Op grond van artikel 66, eerste lid, Wet op de accijns (WA) wordt vrijstelling van accijns verleend indien gasolie wordt gebruikt voor de aandrijving van schepen en er wordt voldaan aan de bij algemene maatregel van bestuur (amvb) te stellen voorwaarden.

De amvb waarin de betreffende voorwaarden staan, is het Uitvoeringsbesluit accijns, in het bijzonder de artikelen 19 en 20 van dat besluit. Een van de voorwaarden genoemd in artikel 20 van het Uitvoeringsbesluit accijns houdt in dat de gasolie herkenningsmiddelen (Solvent Yellow) bevat. In artikel 13 van de Uitvoeringsregeling accijns is vervolgens bepaald dat het herkenningsmiddel Solvent Yellow moet zijn met per 1000 liter gasolie tussen 6 en 9 gram Solvent Yellow 124.

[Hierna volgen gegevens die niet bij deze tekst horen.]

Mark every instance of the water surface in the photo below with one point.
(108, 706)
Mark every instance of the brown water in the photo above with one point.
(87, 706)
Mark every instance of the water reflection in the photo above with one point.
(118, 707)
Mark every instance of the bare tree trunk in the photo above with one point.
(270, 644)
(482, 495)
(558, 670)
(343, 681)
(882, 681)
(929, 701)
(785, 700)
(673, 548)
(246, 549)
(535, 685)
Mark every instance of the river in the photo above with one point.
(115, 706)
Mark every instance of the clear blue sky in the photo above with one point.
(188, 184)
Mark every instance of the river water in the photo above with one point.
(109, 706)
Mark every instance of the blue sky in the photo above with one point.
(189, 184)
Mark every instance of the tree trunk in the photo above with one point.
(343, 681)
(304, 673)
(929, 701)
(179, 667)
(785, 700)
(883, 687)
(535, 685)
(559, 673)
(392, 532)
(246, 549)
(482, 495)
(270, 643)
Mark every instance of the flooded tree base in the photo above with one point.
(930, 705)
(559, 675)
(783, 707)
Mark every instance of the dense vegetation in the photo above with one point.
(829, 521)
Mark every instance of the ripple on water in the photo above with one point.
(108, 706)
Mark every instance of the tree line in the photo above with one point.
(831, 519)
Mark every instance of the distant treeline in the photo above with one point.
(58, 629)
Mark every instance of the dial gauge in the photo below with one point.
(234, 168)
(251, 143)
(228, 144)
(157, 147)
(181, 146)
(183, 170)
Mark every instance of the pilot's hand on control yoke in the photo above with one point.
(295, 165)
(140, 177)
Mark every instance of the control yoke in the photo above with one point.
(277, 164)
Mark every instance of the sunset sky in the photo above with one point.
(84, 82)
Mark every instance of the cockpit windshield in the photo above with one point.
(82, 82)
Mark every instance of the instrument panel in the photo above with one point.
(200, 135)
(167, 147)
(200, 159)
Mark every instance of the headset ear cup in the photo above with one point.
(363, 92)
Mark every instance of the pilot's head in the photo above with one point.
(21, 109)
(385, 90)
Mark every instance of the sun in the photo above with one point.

Nagenoeg alle Solvent Yellow zaken in Nederland gaan over gevallen waarin in bunkers of in slobtanks van schepen gasolie is aangetroffen met minder dan 6 gram Solvent Yellow per 1000 liter gasolie.

Standpunt binnenvaartschepen: niet gesjoemeld

 In de zaken die voor de rechters komen, nemen de exploitanten / eigenaren van schepen onder meer het standpunt in dat zij niet hebben gesjoemeld met de bunkerolie en dat zij hun gasolie altijd bunkeren / kopen bij erkende bunkerstations en nergens anders. Met andere woorden: als er al een verklaring is waarom de aangetroffen gasolie niet voldoet aan de Solvent Yellow normen, dan moet die verklaring gezocht worden bij de bunkerstations. Die bunkerstations hebben dan naar alle waarschijnlijkheid gasolie geleverd aan de schepen die niet voldoet aan de Solvent Yellow norm. Als er al accijns moet worden geheven, dan moet die van de bunkerstations worden geheven en niet via een naheffingsaanslag van de schepen.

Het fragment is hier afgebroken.